Removal of the financial barrier to health care: does it impact on prostrate cancer at presentation and survival? A comparative study between black and white men in a Veteran Affairs system.
Urology
1995;46(6):825-30.

The authors aimed to evaluate whether there is a racial difference in stage at presentation of prostate cancer among men who use the Veteran Affairs (VA) medical care system. Since the VA treatment system theoretically provides equal access to treatment across economic groups, this evaluation aimed to shed light on whether the reported racial differences in stage of presentation of prostate cancer is due to socioeconomic status (SES) or access differences between blacks and whites. This study used the Detroit Cancer Surveillance System and data from a local VA medical center from 1973 to 1992.

Blacks were slightly less likely to have presented with "local stage" cancer than white men (54% versus 57%) and were significantly more likely to have presented with "distant stage" cancers (25% versus 19%). The pattern was the same when year of diagnosis was divided into two ten-year time periods. Among the 44% of the sample for whom follow-up data were available, a
“survival analysis showed that, in patients less than 65 years, whites had better 5-year survival (p=0.011) and in patients older than 65 years, blacks had better 5-year survival (p=0.164).” Once stage of presentation was taken into account, survival rates did not differ significantly for blacks and whites, but the trends were the same. The authors offer two possible explanations for the age crossover in mortality – (1) older black men may represent a group with slowly growing cancer who remained alive compared with a group with rapidly growing cancer who died younger, and (2) white men may experience malignant transformation to clinically significant prostate cancer at a later age. The study did not examine whether the racial difference in stage of presentation of disease was responsible for the racial difference in survival.

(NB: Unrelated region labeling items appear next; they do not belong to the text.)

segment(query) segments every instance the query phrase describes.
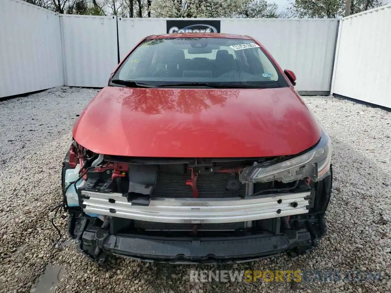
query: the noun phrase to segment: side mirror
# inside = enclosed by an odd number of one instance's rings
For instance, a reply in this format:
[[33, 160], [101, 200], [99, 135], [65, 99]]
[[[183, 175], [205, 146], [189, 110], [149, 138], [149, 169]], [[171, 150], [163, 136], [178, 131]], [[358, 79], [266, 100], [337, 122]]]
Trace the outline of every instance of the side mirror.
[[110, 83], [111, 82], [111, 79], [113, 79], [113, 77], [114, 75], [114, 73], [113, 72], [110, 75], [110, 77], [109, 77], [109, 82], [108, 82], [108, 85], [110, 84]]
[[292, 83], [292, 84], [294, 86], [296, 86], [296, 75], [293, 73], [293, 71], [290, 70], [289, 69], [285, 69], [284, 70], [284, 73], [285, 73], [285, 75], [288, 77], [288, 79]]

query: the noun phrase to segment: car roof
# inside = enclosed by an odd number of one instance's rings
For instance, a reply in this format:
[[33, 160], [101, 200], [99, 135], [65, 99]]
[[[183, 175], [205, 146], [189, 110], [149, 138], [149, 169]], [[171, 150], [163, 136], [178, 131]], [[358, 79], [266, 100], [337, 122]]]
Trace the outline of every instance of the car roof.
[[253, 40], [253, 39], [248, 36], [233, 35], [230, 34], [220, 34], [215, 32], [186, 32], [179, 34], [165, 34], [161, 35], [150, 36], [146, 38], [166, 39], [176, 38], [221, 38], [226, 39], [242, 39], [246, 40]]

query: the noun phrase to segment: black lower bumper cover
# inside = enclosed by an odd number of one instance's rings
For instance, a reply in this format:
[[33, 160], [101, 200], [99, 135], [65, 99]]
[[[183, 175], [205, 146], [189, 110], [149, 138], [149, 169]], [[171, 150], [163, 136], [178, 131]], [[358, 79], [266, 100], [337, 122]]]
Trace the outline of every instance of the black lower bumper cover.
[[[84, 225], [88, 221], [84, 219]], [[323, 218], [310, 225], [325, 232]], [[240, 237], [172, 238], [127, 234], [111, 235], [107, 230], [78, 231], [79, 250], [89, 258], [104, 262], [108, 253], [140, 260], [172, 263], [241, 262], [275, 255], [284, 251], [307, 252], [317, 245], [314, 229], [288, 230], [282, 234], [262, 233]], [[323, 227], [322, 227], [323, 226]]]

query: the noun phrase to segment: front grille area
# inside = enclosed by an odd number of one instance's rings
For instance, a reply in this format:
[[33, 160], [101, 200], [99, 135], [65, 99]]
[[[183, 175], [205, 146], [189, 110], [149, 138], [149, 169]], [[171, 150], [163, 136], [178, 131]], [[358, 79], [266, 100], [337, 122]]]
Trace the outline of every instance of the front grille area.
[[[200, 174], [197, 178], [198, 197], [236, 197], [246, 195], [246, 184], [240, 184], [237, 190], [231, 191], [226, 187], [232, 175], [216, 173], [210, 175]], [[239, 177], [236, 175], [236, 178]], [[188, 174], [169, 174], [159, 173], [152, 197], [169, 198], [193, 197], [192, 187], [186, 184], [191, 179]]]
[[135, 227], [146, 231], [192, 231], [194, 226], [197, 230], [204, 231], [235, 231], [245, 228], [244, 222], [222, 223], [190, 224], [149, 222], [146, 221], [135, 221]]

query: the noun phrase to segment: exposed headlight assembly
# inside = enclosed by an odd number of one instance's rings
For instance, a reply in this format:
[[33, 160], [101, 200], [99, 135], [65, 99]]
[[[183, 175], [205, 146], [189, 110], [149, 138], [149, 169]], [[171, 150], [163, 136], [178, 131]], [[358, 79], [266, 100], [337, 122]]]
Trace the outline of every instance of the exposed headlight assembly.
[[321, 180], [330, 174], [331, 150], [330, 138], [322, 129], [320, 140], [308, 152], [278, 164], [265, 162], [244, 168], [240, 180], [265, 183], [275, 180], [288, 183], [306, 177], [314, 181]]

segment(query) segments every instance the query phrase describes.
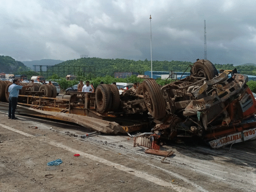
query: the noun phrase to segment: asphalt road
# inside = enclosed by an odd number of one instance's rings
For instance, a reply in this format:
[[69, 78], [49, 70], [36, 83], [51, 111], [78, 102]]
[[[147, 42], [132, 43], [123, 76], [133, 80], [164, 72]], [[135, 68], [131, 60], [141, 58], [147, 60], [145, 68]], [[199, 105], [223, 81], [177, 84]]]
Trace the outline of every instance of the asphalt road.
[[[164, 145], [163, 157], [126, 135], [94, 135], [75, 124], [0, 113], [0, 192], [256, 192], [256, 142], [218, 149]], [[37, 127], [37, 128], [36, 128]], [[78, 136], [76, 137], [76, 136]], [[79, 154], [80, 156], [74, 155]], [[48, 166], [60, 159], [62, 163]]]

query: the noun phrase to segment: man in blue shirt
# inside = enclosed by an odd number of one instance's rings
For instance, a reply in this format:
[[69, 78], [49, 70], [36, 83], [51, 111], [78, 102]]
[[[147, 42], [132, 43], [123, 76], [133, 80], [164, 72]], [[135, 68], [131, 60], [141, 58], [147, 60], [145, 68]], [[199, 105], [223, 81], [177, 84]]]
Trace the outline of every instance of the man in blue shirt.
[[9, 94], [9, 111], [8, 119], [17, 119], [14, 114], [15, 110], [17, 107], [18, 103], [18, 96], [19, 94], [19, 90], [22, 88], [26, 88], [32, 87], [33, 85], [21, 86], [18, 85], [18, 79], [14, 79], [12, 81], [12, 84], [10, 85], [8, 89], [8, 93]]

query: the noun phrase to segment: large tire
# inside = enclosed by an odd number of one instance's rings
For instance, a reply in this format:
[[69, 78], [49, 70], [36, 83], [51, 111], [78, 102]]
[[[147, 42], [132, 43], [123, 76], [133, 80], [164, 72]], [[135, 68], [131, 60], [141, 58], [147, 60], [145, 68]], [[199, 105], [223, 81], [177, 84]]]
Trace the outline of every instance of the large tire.
[[[143, 95], [143, 86], [142, 85], [140, 85], [136, 89], [135, 92], [138, 94], [140, 94]], [[146, 106], [146, 104], [145, 102], [139, 104], [140, 107], [141, 107], [143, 111], [147, 110], [147, 107]]]
[[118, 88], [116, 85], [108, 85], [110, 89], [110, 92], [112, 95], [112, 102], [111, 103], [111, 110], [116, 111], [118, 109], [120, 105], [120, 95], [119, 94]]
[[39, 88], [39, 91], [42, 93], [42, 97], [50, 98], [52, 96], [52, 87], [49, 85], [43, 85]]
[[159, 86], [154, 79], [143, 81], [143, 96], [149, 113], [155, 119], [160, 120], [166, 114], [166, 102]]
[[57, 89], [56, 87], [54, 85], [51, 84], [50, 85], [49, 85], [52, 87], [52, 98], [56, 98], [57, 96]]
[[10, 82], [9, 84], [7, 85], [7, 86], [6, 86], [6, 87], [5, 88], [5, 99], [8, 103], [9, 102], [9, 93], [8, 92], [8, 90], [9, 88], [9, 87], [10, 87], [10, 85], [12, 84], [12, 83]]
[[111, 107], [112, 100], [110, 101], [110, 89], [104, 84], [100, 84], [96, 89], [95, 100], [97, 108], [101, 113], [108, 111]]
[[207, 81], [218, 74], [214, 65], [208, 60], [198, 60], [194, 63], [193, 66], [190, 70], [190, 75], [197, 74], [200, 77], [206, 78]]

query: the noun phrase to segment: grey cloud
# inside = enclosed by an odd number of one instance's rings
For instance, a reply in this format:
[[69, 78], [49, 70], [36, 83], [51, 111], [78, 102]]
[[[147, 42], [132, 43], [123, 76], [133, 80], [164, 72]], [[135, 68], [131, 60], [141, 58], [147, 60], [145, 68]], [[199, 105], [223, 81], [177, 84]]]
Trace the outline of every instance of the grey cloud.
[[0, 53], [19, 61], [80, 55], [149, 60], [151, 14], [153, 60], [203, 58], [205, 19], [207, 59], [255, 63], [255, 5], [230, 0], [1, 1]]

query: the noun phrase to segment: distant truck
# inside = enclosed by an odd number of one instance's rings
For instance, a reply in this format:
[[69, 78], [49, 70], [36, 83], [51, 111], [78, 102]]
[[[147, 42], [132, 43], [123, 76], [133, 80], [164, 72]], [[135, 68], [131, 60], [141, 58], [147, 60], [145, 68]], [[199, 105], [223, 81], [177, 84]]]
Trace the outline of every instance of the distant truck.
[[12, 80], [15, 78], [14, 74], [5, 74], [5, 78], [7, 79]]
[[137, 77], [139, 78], [142, 78], [142, 79], [145, 79], [145, 78], [149, 78], [149, 75], [138, 75]]
[[5, 73], [0, 73], [0, 78], [5, 79]]
[[32, 80], [37, 80], [38, 82], [40, 82], [42, 81], [44, 81], [45, 80], [45, 78], [43, 76], [32, 76], [30, 78], [30, 81], [31, 81]]
[[18, 81], [22, 81], [24, 80], [27, 79], [27, 76], [24, 75], [17, 75], [15, 76], [15, 79]]
[[66, 76], [66, 79], [68, 81], [72, 81], [76, 79], [76, 76], [73, 75], [67, 75]]

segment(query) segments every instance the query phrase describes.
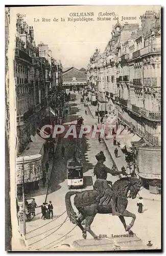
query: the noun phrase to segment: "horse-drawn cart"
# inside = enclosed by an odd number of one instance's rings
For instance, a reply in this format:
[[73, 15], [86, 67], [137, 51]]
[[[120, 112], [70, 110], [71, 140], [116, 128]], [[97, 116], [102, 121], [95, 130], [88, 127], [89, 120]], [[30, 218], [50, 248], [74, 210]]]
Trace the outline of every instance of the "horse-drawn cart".
[[[20, 221], [23, 220], [23, 205], [20, 206], [20, 210], [18, 212], [18, 217]], [[32, 203], [29, 203], [26, 205], [26, 221], [31, 221], [35, 215], [35, 207]]]

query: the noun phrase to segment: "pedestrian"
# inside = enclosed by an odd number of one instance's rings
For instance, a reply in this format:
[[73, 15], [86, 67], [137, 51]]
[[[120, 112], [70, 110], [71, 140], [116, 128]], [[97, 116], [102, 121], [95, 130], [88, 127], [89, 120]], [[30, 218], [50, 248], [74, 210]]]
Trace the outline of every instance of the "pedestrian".
[[127, 174], [128, 175], [130, 175], [130, 174], [131, 174], [131, 167], [130, 167], [129, 164], [128, 164], [127, 165], [126, 169], [127, 169]]
[[16, 198], [16, 199], [17, 218], [17, 221], [18, 221], [18, 226], [19, 226], [18, 212], [19, 210], [19, 206], [18, 205], [17, 198]]
[[33, 211], [32, 213], [34, 214], [34, 216], [35, 216], [35, 208], [37, 207], [37, 204], [35, 202], [35, 199], [32, 198], [32, 201], [31, 202], [31, 204], [32, 205]]
[[61, 151], [62, 151], [62, 158], [64, 158], [64, 147], [63, 145], [62, 145], [62, 148], [61, 148]]
[[45, 203], [45, 208], [44, 217], [45, 219], [49, 219], [49, 206], [48, 203]]
[[43, 173], [43, 174], [42, 182], [43, 182], [43, 187], [45, 187], [45, 182], [46, 182], [46, 174], [45, 174], [45, 172]]
[[114, 151], [114, 153], [116, 158], [117, 158], [117, 155], [118, 155], [118, 149], [117, 148], [117, 147], [116, 147], [116, 148]]
[[122, 172], [126, 172], [126, 170], [124, 165], [123, 165], [122, 167], [121, 168], [121, 170]]
[[141, 214], [143, 212], [143, 206], [144, 206], [142, 197], [139, 197], [139, 200], [137, 203], [137, 205], [138, 206], [138, 212], [139, 214]]
[[52, 203], [52, 201], [50, 201], [49, 204], [49, 218], [51, 219], [51, 218], [53, 219], [53, 206]]
[[115, 138], [113, 138], [113, 144], [115, 146], [116, 145], [116, 140]]
[[41, 206], [41, 214], [42, 214], [42, 216], [41, 216], [41, 219], [42, 219], [43, 218], [43, 219], [44, 219], [45, 210], [45, 204], [44, 204], [44, 203], [43, 203], [42, 205]]
[[47, 161], [45, 163], [45, 169], [46, 173], [48, 172], [49, 168], [49, 162]]
[[113, 172], [116, 172], [116, 165], [115, 165], [114, 163], [113, 164], [112, 167], [112, 170]]

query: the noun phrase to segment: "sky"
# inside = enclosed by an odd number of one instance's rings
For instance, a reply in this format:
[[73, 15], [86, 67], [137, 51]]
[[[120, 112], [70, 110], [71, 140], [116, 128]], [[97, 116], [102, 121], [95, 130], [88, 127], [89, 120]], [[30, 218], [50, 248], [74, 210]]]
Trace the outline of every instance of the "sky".
[[[34, 30], [34, 39], [37, 44], [41, 41], [48, 44], [52, 51], [53, 57], [61, 60], [64, 68], [74, 66], [77, 69], [87, 68], [91, 56], [96, 48], [103, 52], [111, 37], [112, 26], [117, 20], [122, 25], [125, 22], [141, 24], [140, 16], [147, 10], [158, 10], [156, 6], [69, 6], [32, 7], [13, 7], [10, 12], [11, 31], [15, 29], [16, 14], [19, 13], [29, 26]], [[74, 22], [68, 18], [74, 13], [93, 13], [92, 21]], [[111, 15], [106, 15], [107, 13]], [[99, 16], [100, 14], [100, 16]], [[101, 16], [101, 15], [103, 16]], [[76, 14], [77, 15], [77, 14]], [[98, 17], [109, 17], [110, 20], [98, 20]], [[124, 20], [124, 17], [135, 17], [135, 19]], [[42, 18], [51, 19], [43, 21]], [[61, 18], [65, 21], [61, 21]], [[82, 17], [80, 17], [82, 18]], [[53, 19], [58, 19], [58, 21]], [[123, 20], [122, 21], [122, 19]], [[39, 19], [39, 21], [37, 20]], [[45, 19], [46, 20], [46, 19]]]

The authors state that "even though screening or early testing is controversial, it may be appropriate for African Americans as a high-risk population." Given the persistence of racial differences in stage of disease at presentation and mortality rates in a theoretically financially equal-access system, the authors "propose that [the] negative attitudes and behaviors toward the heath care system [that were suggested by a study based on an early detection program in Detroit] are responsible for delays in diagnosis, and are major contributors to the presentation of advanced prostate cancer in African -American men resulting in poorer survival." They add, "other possibilities also exist, such as genetic and environmental factors."